Dr Artur Zaczyński odniósł się w programie "Gość Wydarzeń" na antenie Polsat News do kontrowersji związanych z działaniem szpitala tymczasowego na Stadionie Narodowym. Zaczyński podkreślił, że "szpitale tymczasowe nie są szpitalami zwykłymi, otwartymi dla wszystkich pacjentów, tylko szpitalami zapasowymi". - Są to cały czas zmieniający się pacjenci. W szpitalu hospitalizowanych było już 100 osób. To jest 100 osób w ciągu dwóch tygodni, które odciążyło Mazowsze - powiedział, opisując sytuację w Szpitalu Narodowym.
Dr Zaczyński został zapytany o ustalenia byłego ministra zdrowia Bartosza Arłukowicza, który poinformował na Twitterze, że stawka za pozostawanie w gotowości do użycia respiratora w Szpitalu Narodowym wynosi 3,7 tys. zł, a w zwykłych placówkach 200 zł.
Zaczyński wyjaśnił, że szpital "działa w zrównoważonym rozwoju" i nie zatrudnia jeszcze całej kadry. - Założyliśmy, że szpital - powoli wypełniając się - będzie realizował swoje zadania w unitach po 56 łóżek uwalnianych stopniowo. Tylko te łóżka są rozliczane. Liczymy z 56 łóżek, przy których pracują lekarze, a nie z 400 łóżek - powiedział.
Wspomniał również, że w obecnej chwili w szpitalu hospitalizowanych jest ok. 37-38 osób. - My jesteśmy gotowi (na przyjęcie większej liczby pacjentów – red.), tylko szpitale nie zgłaszają do nas problemu. Mamy 10 telefonów w ciągu doby - podkreślił.

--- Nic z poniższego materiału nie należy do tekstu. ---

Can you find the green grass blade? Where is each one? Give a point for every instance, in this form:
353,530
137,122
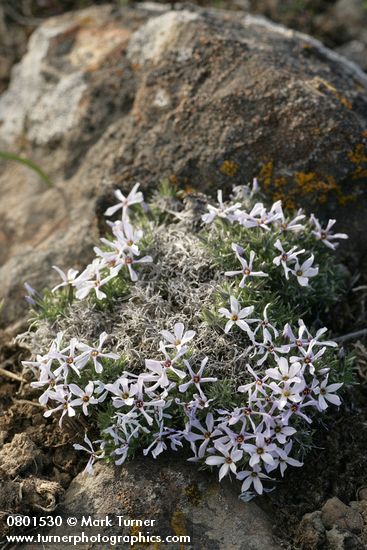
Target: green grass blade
30,164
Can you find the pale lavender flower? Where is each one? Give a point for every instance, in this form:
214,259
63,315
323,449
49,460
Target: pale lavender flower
226,460
246,270
305,271
237,316
134,197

Artur Zaczyński odniósł się również do tekstu Pawła Reszki, dziennikarza "Polityki", który przeprowadził rozmowę z anonimowym lekarzem, pracującym w Szpitalu Narodowym. Według niego medycy mają zapewnione bardzo dobre warunki bytowe, przy jednoczesnym braku wymagającej pracy. Mówił wręcz, że wstydzi się, że w tym uczestniczy. Jego opis mocno kontrastuje z dramatycznymi relacjami z normalnych szpitali.

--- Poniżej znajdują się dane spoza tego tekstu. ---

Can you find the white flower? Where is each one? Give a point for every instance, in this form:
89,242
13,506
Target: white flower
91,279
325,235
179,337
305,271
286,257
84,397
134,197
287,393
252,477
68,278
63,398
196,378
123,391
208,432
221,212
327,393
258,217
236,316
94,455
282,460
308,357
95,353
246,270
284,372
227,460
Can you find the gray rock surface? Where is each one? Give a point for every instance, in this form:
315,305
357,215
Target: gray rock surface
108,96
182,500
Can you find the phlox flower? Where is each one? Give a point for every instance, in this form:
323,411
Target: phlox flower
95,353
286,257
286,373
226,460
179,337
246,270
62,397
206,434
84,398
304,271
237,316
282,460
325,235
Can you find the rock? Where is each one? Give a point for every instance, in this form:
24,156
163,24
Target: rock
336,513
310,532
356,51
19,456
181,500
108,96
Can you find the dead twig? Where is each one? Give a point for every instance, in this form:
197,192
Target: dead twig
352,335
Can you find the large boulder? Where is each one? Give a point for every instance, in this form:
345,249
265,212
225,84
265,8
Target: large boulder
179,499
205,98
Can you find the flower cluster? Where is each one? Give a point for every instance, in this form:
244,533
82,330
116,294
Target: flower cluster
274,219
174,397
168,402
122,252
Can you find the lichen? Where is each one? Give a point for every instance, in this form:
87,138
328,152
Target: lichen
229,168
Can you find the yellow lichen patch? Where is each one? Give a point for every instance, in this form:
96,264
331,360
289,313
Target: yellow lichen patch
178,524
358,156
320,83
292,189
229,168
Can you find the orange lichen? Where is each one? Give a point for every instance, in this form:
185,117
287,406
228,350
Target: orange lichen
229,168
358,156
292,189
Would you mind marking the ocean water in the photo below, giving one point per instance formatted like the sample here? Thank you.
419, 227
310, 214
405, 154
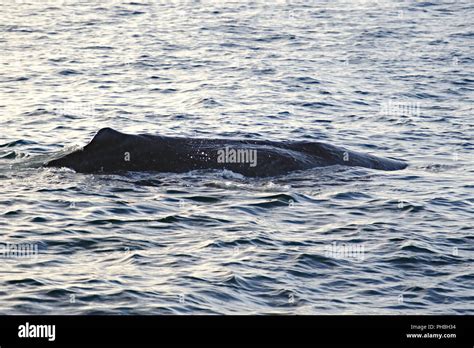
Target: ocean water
391, 78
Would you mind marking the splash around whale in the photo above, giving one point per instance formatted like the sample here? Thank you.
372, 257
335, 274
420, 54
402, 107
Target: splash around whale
111, 151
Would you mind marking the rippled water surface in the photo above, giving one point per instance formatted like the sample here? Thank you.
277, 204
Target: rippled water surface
382, 77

- Na Narodowym są nowoczesne respiratory, najdroższy sprzęt medyczny, ale prawie nie ma pacjentów. Niektórzy lekarze dyżurują w pustych sektorach. Zarobki personelu są wysokie, koszty funkcjonowania ogromne - czytamy w wywiadzie Reszki.
- Pan doktor, który przyjechał na tydzień czasu do pracy do szpitala tymczasowego, nie zapoznał się kompletnie z zasadami funkcjonowania szpitala, nie przeczytał strategii rady epidemicznej - odpowiedział Zaczyński. Dodał, że "opinia publiczna została zmanewrowana przez jedną osobę, która wyraziła swoją opinię na temat warunków dla lekarzy, którzy pracują w tym szpitalu nieustannie od ponad 2 tygodni".